Com os nervos ligados por uma espécie de fio condutor ao estômago vazio,
jogou o prato gorduroso no marido. Nem mesmo um pedaço de carne aquele
inútil era capaz de trazer pra casa! Do que viveriam? Daquela água fervente
lambrecada com banha e sal? De pedaços de pães mofados e água da torneira?
Se ele tinha perdido o emprego, não era o único, milhares de homens
passavam pelo mesmo problema e nem por isso faziam a família paadecer
como ele estava fazendo. Não era mais um homem, era um fiasco, um verme!

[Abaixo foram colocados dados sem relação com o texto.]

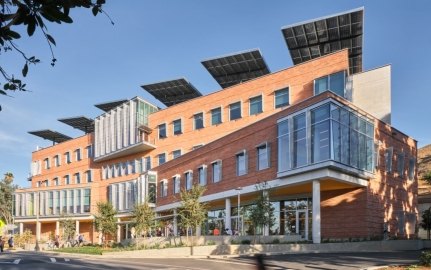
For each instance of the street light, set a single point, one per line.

O bebê seguiu o seu choro faminto, o ar ainda estava impregnado do cheiro da
sopa rala. “Dá logo esse peito pro moleque, Maria!” — Despejou Valeriano sem
levantar do sofá. O choro aumentava à medida que as crianças esperavam do
pai um pedaço de carne.

Enxugou os respingos de óleo do rosto com o pano de prato. Nem fez questão
de limpar o sangue das mãos. Valeriano estava com pressa. Dispôs os pratos
na mesa com o mesmo cuidado que a esposa fazia. O cheiro adocicado de
carne queimada espalhou-se pela cozinha, havia deixado os bifes passarem do
ponto. Não importava, estava feliz, faria felizes os seus filhos. Maria o
beijaria como nos velhos tempos, contente pela refeição. Ajeitou os meninos
nas cadeiras, suas mãozinhas frias caíram ao longo do corpo. Ficariam
contentes com a comida, aqueles anjinhos, os seus anjinhos. Beijou Maria na
testa, sua cabeça pendeu para trás, estava cansada a pobre mulher, agora
poderia repousar. Certamente ficaria satisfeita; o bebê havia parado de
chorar, não choraria nunca mais. Tão fofo, tão tenro, tão macio. Valeriano
limpou o sangue dos pescoços da mulher e dos meninos; queria que eles
estivessem apresentáveis no jantar. Serviu à família a carne infante, fatiada e
frita. Lavou as mãos. Havia carne no jantar. Finalmente.